At deadline, representatives of AOL and NBC were declining comment.
But industry insiders insist that a combination of the two companies would make sense, if or when the concept of synergy comes back into vogue in the business world-and the financial markets recover.
It’s also worth noting that it was Time Warner’s lawsuit that led to axing of the regulation in the first place.
“In the long term, there will be at least one really big deal with a cable operator buying a broadcast network,” said Blair Levin, a telecom and media analyst for Legg Mason.
The agency’s decision to step on the regulation’s oxygen tube came to light when observers noticed that the rule wasn’t mentioned when the FCC voted 4-0 last week to launch a long-expected review of its other media ownership rules.
Among the regulations that are subject to the review are rules that bar broadcasters from owning TV stations reaching more than 35 percent of the nation’s TV homes, limit local ownership of TV stations and prohibit mergers between daily newspapers and radio and TV stations in the same market.
Other regulations subject to the review prohibit the Big 4 TV networks from merging with each other and affect radio ownership.
“It is long overdue,” FCC Chairman Michael Powell said of a review that many observers expect will result in substantial relaxation of the agency’s regulations.
FCC officials said the agency plans to release for comment within the next several weeks 10 studies about the impact of deregulation and consolidation on consumers and advertisers. Those studies are expected to serve as the basis for whatever action the agency takes on the rules.
Under the game plan, the agency expects to be in a position to vote on what to do about the regulations by spring.
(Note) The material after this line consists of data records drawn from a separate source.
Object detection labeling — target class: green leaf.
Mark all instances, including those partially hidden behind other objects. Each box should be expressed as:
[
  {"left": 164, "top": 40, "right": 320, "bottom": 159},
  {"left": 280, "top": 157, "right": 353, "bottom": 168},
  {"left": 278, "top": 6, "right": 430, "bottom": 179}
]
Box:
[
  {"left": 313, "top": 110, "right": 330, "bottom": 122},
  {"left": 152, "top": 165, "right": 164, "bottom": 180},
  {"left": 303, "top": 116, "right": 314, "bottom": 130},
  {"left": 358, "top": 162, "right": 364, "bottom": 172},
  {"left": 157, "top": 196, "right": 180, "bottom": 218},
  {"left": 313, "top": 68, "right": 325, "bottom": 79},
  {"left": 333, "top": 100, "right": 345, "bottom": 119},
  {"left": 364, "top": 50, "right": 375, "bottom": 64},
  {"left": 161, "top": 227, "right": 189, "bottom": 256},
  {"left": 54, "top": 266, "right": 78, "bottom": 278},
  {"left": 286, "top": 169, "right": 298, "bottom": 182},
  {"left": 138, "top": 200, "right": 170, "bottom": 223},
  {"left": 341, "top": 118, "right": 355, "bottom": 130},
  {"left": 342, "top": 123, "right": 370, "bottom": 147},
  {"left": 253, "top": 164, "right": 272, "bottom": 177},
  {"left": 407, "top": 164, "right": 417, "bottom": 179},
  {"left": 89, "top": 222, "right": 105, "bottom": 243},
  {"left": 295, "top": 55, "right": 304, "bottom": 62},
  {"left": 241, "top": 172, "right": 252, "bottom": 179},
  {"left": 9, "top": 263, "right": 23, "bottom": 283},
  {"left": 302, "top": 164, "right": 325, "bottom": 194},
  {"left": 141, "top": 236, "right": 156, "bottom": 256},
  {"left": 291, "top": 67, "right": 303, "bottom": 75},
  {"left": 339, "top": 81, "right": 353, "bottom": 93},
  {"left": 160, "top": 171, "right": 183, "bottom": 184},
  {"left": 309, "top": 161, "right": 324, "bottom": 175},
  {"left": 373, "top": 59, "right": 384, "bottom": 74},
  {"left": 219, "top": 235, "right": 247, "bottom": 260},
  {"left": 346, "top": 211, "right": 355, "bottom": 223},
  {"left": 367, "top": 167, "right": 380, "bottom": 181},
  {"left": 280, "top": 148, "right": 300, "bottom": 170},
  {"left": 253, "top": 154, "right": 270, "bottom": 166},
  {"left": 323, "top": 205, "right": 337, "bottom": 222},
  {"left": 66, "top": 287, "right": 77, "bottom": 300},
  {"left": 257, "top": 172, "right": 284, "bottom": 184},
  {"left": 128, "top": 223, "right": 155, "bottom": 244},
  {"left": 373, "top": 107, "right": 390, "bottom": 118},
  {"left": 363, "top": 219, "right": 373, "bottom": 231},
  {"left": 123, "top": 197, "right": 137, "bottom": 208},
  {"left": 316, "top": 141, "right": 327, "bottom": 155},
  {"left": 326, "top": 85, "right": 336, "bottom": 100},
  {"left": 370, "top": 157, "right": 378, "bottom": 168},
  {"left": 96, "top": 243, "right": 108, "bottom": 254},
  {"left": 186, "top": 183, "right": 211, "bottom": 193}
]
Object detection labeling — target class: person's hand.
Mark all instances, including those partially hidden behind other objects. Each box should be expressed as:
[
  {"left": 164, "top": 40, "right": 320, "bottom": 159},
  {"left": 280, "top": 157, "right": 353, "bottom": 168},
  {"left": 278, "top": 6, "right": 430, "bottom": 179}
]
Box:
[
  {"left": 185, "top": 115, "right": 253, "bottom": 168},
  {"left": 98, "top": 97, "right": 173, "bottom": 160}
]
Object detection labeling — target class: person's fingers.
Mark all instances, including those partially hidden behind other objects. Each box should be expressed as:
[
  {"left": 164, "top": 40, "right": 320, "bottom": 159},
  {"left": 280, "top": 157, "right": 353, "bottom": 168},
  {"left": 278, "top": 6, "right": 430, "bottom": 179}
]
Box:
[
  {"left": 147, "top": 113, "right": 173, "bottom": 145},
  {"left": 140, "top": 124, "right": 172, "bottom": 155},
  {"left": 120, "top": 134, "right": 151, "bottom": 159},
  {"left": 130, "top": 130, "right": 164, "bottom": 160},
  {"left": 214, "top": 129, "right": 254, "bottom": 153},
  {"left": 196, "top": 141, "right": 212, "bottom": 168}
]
Mr. Powell said the studies are intended to ensure that the agency’s review is “rigorous and thorough.”
But there are skeptics.
“He [Mr. Powell] has an inclination to pick facts that are extremely favorable to further deregulation,” said Gene Kimmelman, director of the Consumers Union’s Washington office.
The FCC’s lone Democrat-Michael Copps-urged the FCC to hold field hearings before taking any action, “to speak with Americans and better gauge what the reality of particular media markets is.”
Mr. Powell declined to commit.
At deadline, the National Association of Broadcasters had no comment on the agency’s decision on the broadcast-cable cross-ownership rule.
But Dan Brenner, senior VP for law and regulatory policy at the National Cable & Telecommunications Association, said, “While not a priority issue for our association, the issue is better addressed by market dynamics, and the cable-broadcast cross-ownership prohibition has outlived its usefulness.”